Von der Auseinandersetzung mit der Kleidung als Teil der Identität, Tradition und Kultur einer Gesellschaft zeugt eine frühe Arbeit der Künstlerin "Großmutters Erbe", die eine Neuinterpretation der traditionellen Schürze darstellt. Diese südlitauische Tracht mit Tulpenmotiven des 19. Jahrhunderts aus mehrfarbigen Fäden gewebt, diente einst als Schutz für den Körper und die Seele jeder Frau. Wie in dem eingangs erwähnten Märchen "Ein glücklicher Mensch" ist es hier ebenfalls ein Gewand, das seinem Träger Zufriedenheit verleiht. Und so ist und bleibt der Faden für Almyra Weigel das Schicksalssymbol, aus dem nicht nur das Leben und ihre Kunst gewebt wird – sondern eben auch das individuelle Glück eines jeden Menschen. (Sabina Mlodzianowski)

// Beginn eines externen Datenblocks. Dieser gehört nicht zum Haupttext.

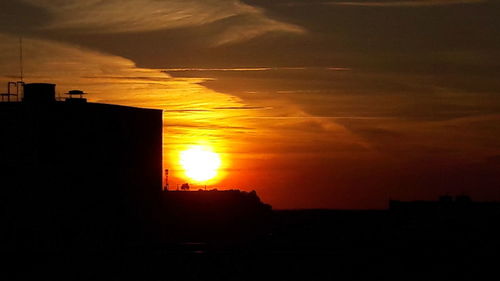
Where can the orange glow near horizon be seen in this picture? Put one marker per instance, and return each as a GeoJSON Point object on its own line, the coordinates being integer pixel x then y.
{"type": "Point", "coordinates": [200, 163]}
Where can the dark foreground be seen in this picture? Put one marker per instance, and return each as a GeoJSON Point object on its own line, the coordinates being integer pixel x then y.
{"type": "Point", "coordinates": [302, 245]}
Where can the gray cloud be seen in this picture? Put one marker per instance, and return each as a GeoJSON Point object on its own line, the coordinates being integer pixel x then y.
{"type": "Point", "coordinates": [125, 16]}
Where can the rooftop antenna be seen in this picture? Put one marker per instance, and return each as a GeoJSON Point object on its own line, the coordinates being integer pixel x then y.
{"type": "Point", "coordinates": [21, 57]}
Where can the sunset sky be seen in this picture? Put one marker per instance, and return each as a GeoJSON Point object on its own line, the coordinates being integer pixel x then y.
{"type": "Point", "coordinates": [312, 103]}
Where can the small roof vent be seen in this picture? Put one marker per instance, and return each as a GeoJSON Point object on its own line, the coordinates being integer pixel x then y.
{"type": "Point", "coordinates": [76, 96]}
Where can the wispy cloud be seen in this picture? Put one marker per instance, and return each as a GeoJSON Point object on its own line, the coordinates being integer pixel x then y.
{"type": "Point", "coordinates": [114, 16]}
{"type": "Point", "coordinates": [405, 3]}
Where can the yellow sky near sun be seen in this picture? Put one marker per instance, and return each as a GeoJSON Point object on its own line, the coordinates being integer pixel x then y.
{"type": "Point", "coordinates": [193, 113]}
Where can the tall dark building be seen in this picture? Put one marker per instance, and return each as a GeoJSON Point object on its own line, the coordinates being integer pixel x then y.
{"type": "Point", "coordinates": [75, 164]}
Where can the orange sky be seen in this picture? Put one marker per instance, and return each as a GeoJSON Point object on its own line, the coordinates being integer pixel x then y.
{"type": "Point", "coordinates": [313, 104]}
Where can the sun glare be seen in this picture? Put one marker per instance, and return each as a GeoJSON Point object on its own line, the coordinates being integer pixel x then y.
{"type": "Point", "coordinates": [200, 163]}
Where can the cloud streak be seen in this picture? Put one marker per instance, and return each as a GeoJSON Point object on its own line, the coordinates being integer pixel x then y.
{"type": "Point", "coordinates": [120, 16]}
{"type": "Point", "coordinates": [408, 3]}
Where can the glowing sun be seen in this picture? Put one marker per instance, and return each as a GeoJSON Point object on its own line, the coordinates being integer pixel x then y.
{"type": "Point", "coordinates": [200, 163]}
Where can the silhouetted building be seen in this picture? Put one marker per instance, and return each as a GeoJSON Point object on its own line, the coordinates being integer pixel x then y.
{"type": "Point", "coordinates": [68, 161]}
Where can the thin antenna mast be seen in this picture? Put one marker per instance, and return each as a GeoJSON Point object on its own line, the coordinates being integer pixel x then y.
{"type": "Point", "coordinates": [21, 57]}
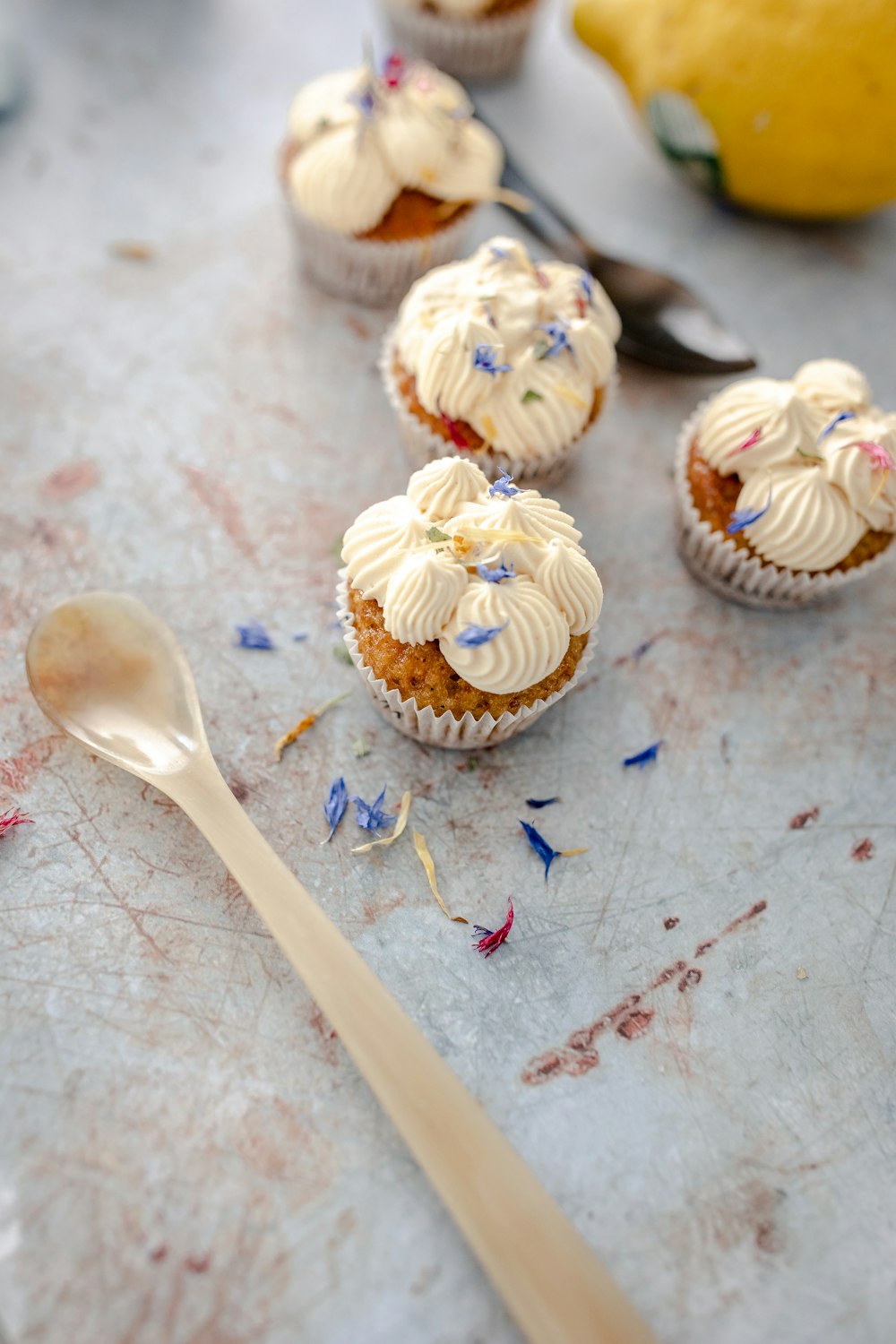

Jürgen Thorwald. Das Ende an der Elbe 

Das zentrale Thema von Almyra Weigels Kunst ist die mediale Darstellung des menschlichen Wissens und der Geschichte. Eine wichtige Rolle spielt hierbei die Zeit als Ausdruck der Vergänglichkeit und permanenten Veränderung und Wandlung. Hierfür verwendet sie alltägliches Zeitungspapier und andere Druckerzeugnisse, um diese in vielschichtige Text-Bild-Montagen zu transformieren. Anlass und Namensgeber für ihre jüngste Arbeit ist ein Zufallsfund in einem Neuköllner Treppenhaus: Jürgen Thorwalds populäres Geschichtsbuch „Das Ende an der Elbe. Die letzten Monate des Zweiten Weltkriegs im Osten“, das 1950 als Folgeband von „Es begann an der Weichsel. Flucht und Vertreibung der Deutschen aus dem Osten“ im Verlag Steingrüben publiziert worden ist und 1965 mit diesem unter dem Titel „Die große Flucht“ gemeinsam editiert wurde. Laut einem Artikel der Zeit aus dem Jahr 2010 dürfte es wohl „eins der bekanntesten und wirkungsmächtigsten deutschen Sachbücher zur Zeitgeschichte sein“ mit einer geschätzten Gesamtauflage von über einer halben Millionen Exemplaren.

Für ihre Installation nimmt Almyra Weigel buchstäblich die Seiten des ausrangierten Buches auseinander und setzt sie in einen übergeordneten künstlerischen Kontext. Hierfür trennt sie die ergreifenden und zum Teil drastischen Dokumentarfotos von den schriftlichen Berichten und arrangiert diese neu. Die Doppelseiten mit den Schwarz-Weiß-Illustrationen sind flächenfüllend mit einem weißen Fadenraster umgarnt, das als Hintergrund für Wolkenformationen aus neongrünen Fäden dient. Der Textteil der vier Buchkapitel  ist in Papierstreifen zerschnitten und hängt in dicken Trauben wie die Äste einer Weide von der Decke. Konservierte Erinnerung und Erfahrung der Buchvorlage sind somit nur noch als zeitliche und räumliche Fragmente erfahrbar. Dessen erzählte Geschichte verdichtet sich zu einer Collage aus einzelnen, isolierten Wörtern, die ihren ehemaligen sprachlichen und historischen Zusammenhang verloren haben, überformt von einem Gespinst aus Fäden und möglichen künstlerischen Assoziationen. Dieser Verfremdungseffekt wird durch die in der Ausstellung erklingende Stimme eines Vorlesers verstärkt, der einzelne Passagen des Buches von hinten nach vorne rezitiert. Im Loop der Tonspur verliert sich der Blick auf und in die Vergangenheit endgültig im Dickicht einer nur noch vereinzelt verständlichen Sprache.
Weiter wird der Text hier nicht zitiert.